We see that at a certain point of the lives of Mosheh and his adoptive mother a changed must have come that made them become different persons. What was it? For Mosheh it was the revelation at the burning bush. Mosheh indeed fled Egypt and relinquished his Egyptian identity, but he was still a stringer in Midian. At the burning bush, standing on the holy ground, on the mountain of the Eternal, Mosheh was called to return to his ancestry. He was reluctant to return to Egypt to take his people of the bondage, yet when he returned, he became the greatest statesman of Israel. But what changed his adoptive-mother’s life? It is the same that changed both. The Eternal said to Mosheh in Midian,
Go, return to Egypt, for all the men are dead who sought your life. (Exo 4:19)
Egypt now had a new king. The Pharoah who brought the slavery upon the Israelites and who sought to kill Mosheh was no more, and the adoptive mother of Mosheh was no longer the princess of Egypt. With the coming of the new Pharoah in power, after the death of her father, she might have demoted and fallen from grace. Alternatively, she might have been disgraced when Mosheh killed the Egyptian on account of being his adoptive mother. Either way, the Egyptian princess left the idolatry behind and joined the children of Israel to become a member of the tribe of Yehudah. Thus, from an Egyptian princess she became Bityah, the daughter of the Eternal Yah.
If our line of reasoning is correct and the above is accepted, then, we are ready to remove all questions that have been risen so far, because what the chronicler has made explicit is implicit in Exodus.
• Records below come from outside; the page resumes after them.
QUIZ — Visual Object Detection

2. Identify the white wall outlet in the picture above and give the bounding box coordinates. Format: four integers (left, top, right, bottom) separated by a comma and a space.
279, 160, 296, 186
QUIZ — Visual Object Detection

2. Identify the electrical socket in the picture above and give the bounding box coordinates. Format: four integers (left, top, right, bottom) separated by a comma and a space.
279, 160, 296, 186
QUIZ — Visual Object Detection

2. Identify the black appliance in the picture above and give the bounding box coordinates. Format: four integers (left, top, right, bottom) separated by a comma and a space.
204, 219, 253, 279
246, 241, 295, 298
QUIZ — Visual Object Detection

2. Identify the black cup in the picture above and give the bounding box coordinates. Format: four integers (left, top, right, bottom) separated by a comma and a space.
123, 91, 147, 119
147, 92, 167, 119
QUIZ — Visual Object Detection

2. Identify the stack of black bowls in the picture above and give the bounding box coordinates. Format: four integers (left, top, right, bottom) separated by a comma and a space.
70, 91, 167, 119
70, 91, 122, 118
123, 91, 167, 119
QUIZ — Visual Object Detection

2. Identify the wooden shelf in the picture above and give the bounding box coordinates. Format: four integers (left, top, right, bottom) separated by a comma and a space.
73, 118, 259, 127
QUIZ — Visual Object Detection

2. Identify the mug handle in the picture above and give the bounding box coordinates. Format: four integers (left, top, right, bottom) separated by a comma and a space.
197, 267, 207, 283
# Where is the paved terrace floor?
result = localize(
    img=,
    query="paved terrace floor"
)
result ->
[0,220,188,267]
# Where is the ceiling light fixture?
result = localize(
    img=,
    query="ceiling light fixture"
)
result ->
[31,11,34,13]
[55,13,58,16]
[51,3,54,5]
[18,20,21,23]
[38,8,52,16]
It was arranged in heaven that a basket with a baby was to drift away in the river and come into the hands of the daughter of Pharaoh.
It was arranged in heaven that Mosheh was to be raised in the Egyptian court, and the children of Israel were to suffer under the yoke of the Egyptians.
It was arranged in heaven that Mosheh was to kill and be rejected by his people so that his adoptive mother would be rejected by her people and accepted by a new people.
And it was decreed in heaven that an Egyptian princess would be adopted and called the daughter of Yah.